Bisnis.com, JAKARTA - Kementerian Kelautan dan Perikanan meluncurkan basis data perikanan tangkap dan sertifikasi hasil tangkapan ikan secara terintegrasi untuk mencegah penangkapan ikan ilegal dan memperlancar ekspor ke Eropa.
Menteri KKP Sharif Cicip Sutardjo menuturkan tuntutan pasar global terhadap kualitas dan keamanan pangan produk perikanan semakin ketat.
Selain standar kualitas, negara eksportir harus menjamin produk bebas dari kegiatan penangkapan ikan ilegal.
"Tuntutan pasar terkait keabsahan produk perikanan merupakan hal yang wajar. Karena ikan walaupun produk renewable, tetapi kalau tidak dikelola dengan praktik penangkapan yang berkelanjutan bisa terancam punah, seperti northen blue fin tuna dan ikan cod di New England Amerika Serikat," kata Sharif di kantornya, Selasa (19/11/2013).
Direktur Jenderal Perikanan Tangkap KKP Gellwyn Jusuf mengatakan beberapa negara importir, seperti Uni Eropa, kini mewajibkan ketelusuran asal ikan dan legalitas hasil perikanan yang masuk ke pasarnya.
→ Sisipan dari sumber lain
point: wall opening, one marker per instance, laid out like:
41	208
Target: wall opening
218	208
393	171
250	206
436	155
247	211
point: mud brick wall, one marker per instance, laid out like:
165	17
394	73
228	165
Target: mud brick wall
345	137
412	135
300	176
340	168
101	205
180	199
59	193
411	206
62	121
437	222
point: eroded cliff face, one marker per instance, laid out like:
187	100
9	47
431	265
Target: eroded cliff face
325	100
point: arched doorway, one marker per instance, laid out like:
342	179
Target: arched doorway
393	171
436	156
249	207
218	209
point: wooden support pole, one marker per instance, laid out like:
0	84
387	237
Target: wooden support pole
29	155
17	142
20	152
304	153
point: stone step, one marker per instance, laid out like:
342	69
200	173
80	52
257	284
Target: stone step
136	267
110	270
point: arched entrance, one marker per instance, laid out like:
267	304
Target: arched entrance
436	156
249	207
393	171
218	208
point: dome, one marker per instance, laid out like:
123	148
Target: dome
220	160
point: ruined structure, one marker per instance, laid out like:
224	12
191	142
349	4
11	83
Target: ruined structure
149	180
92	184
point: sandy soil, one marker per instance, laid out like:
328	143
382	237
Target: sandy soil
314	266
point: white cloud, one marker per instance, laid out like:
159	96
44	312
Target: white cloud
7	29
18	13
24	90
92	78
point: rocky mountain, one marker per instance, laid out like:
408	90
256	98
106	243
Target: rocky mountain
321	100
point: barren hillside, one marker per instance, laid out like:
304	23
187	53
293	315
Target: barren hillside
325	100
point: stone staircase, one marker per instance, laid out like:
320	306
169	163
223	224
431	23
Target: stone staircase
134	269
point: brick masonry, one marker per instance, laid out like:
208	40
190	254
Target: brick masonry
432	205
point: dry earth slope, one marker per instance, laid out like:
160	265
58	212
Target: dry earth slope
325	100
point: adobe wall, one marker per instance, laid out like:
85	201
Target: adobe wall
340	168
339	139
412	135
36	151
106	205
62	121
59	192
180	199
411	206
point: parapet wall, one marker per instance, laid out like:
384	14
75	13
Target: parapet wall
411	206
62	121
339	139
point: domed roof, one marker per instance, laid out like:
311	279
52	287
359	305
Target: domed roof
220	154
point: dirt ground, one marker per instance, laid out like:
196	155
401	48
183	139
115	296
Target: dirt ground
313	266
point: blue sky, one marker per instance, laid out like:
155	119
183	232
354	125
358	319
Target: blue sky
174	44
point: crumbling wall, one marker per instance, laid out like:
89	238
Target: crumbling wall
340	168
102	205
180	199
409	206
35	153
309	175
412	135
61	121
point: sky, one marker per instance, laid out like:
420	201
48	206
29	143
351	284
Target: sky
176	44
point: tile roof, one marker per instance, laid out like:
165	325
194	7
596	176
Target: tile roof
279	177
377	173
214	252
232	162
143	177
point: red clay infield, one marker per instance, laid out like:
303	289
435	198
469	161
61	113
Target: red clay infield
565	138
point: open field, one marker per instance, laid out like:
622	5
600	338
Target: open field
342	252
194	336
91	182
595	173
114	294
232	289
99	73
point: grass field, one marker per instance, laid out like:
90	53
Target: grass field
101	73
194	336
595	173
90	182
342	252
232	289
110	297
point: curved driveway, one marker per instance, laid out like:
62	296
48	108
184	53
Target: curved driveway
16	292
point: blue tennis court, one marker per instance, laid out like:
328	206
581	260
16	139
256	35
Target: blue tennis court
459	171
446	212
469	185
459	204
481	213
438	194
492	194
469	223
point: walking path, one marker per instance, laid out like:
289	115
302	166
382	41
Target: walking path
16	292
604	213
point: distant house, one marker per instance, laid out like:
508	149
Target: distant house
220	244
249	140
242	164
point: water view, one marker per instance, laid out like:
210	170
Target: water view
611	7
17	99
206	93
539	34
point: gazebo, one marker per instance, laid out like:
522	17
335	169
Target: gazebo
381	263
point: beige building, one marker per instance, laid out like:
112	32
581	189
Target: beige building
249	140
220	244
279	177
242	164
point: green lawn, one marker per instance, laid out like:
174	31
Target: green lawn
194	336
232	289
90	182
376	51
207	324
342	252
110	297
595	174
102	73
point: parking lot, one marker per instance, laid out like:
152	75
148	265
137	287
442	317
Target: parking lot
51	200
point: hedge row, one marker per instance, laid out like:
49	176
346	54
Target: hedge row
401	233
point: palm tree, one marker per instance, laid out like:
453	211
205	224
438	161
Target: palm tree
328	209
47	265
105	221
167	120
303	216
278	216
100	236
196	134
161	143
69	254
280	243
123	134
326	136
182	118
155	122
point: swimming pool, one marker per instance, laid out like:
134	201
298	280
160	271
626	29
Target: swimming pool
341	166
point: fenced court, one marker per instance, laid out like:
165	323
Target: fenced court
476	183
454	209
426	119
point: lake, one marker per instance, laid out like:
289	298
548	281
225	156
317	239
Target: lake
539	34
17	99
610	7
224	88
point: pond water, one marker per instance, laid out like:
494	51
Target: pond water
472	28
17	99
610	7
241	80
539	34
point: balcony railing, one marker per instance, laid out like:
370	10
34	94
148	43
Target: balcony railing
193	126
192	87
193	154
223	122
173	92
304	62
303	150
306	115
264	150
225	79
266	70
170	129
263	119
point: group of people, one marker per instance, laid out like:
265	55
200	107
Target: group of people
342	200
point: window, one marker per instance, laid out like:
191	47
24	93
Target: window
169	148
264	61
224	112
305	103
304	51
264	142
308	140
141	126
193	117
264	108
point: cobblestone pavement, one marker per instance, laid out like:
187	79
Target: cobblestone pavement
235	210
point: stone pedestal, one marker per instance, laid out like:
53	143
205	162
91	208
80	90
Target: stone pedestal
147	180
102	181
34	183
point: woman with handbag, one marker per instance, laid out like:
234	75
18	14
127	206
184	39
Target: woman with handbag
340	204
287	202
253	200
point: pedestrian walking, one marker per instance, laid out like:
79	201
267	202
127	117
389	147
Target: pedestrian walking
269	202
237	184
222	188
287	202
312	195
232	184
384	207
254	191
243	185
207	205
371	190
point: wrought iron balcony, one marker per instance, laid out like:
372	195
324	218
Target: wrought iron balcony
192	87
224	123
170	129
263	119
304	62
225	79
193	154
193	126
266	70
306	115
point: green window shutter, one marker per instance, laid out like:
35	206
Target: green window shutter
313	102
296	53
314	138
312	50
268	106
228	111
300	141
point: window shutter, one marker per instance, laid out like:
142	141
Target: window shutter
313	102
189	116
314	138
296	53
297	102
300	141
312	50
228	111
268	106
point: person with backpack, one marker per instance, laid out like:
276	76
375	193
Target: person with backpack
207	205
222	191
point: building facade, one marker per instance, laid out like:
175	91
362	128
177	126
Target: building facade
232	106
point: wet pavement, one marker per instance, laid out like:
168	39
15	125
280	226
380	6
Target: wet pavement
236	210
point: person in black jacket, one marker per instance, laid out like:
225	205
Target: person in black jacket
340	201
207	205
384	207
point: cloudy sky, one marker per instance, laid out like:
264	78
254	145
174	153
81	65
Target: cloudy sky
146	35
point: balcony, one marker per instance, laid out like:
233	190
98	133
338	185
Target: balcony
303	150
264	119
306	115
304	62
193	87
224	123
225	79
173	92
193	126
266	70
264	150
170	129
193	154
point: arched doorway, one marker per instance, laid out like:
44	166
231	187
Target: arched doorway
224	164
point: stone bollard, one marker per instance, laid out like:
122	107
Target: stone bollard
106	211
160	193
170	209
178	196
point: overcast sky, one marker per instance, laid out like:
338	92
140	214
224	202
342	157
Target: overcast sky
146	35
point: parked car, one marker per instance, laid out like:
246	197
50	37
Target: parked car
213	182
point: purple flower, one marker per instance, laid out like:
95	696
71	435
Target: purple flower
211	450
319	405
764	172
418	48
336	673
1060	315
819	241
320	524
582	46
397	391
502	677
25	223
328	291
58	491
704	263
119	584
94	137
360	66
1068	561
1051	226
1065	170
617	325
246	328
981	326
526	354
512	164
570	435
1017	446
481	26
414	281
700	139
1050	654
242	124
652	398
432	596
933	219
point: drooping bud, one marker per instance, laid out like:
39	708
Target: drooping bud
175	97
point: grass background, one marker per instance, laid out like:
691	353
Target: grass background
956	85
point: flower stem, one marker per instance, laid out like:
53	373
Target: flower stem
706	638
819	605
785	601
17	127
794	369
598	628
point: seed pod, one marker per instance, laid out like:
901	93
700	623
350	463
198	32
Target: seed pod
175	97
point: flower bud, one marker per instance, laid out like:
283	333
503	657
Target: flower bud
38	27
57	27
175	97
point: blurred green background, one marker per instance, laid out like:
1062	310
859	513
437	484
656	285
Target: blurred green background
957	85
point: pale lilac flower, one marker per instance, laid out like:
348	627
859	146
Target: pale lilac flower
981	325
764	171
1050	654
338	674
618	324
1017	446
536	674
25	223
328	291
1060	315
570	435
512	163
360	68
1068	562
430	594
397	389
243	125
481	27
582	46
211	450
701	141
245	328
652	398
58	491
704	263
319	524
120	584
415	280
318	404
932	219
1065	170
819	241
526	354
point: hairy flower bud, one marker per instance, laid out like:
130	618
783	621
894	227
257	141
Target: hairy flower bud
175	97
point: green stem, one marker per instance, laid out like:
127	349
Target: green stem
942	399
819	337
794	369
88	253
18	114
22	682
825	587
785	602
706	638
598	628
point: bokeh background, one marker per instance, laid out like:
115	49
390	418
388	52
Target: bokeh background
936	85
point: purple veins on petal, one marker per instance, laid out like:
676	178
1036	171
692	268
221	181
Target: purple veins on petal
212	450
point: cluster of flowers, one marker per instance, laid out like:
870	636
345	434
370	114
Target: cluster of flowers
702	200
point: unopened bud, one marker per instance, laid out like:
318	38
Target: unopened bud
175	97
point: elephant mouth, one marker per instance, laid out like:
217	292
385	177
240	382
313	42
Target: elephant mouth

"Untuk ekpor, legalitas ikan harus didasarkan pada country origin dan harus dipastikan bukan berasal dari IUU fishing. Indonesia sekarang perbaiki Sertifikasi Hasil Tangkapan Ikan (SHTI) untuk menjamin traceability," ujarnya.
Selain memperbaiki SHTI, lanjutnya, Indonesia kini meluncurkan basis data perikanan tangkap yang terintegrasi (database sharing system/DSS).
Basis data ini mencakup informasi logbook kapal penangkapan, regional fisheries management organization (RFMO), surat persetujuan berlayar (SPB), dan surat layak operasi (SLO). DSS juga menyajikan pemantauan kapal perikanan tangkap dengan menggunakan vessel monitoring system (VMS).
"Jadi aktivitas penangkapan ikan dipantau dengan ketat dengan data-data yang lebih valid, ini bisa cegah IUU fishing," kata Gellwyn.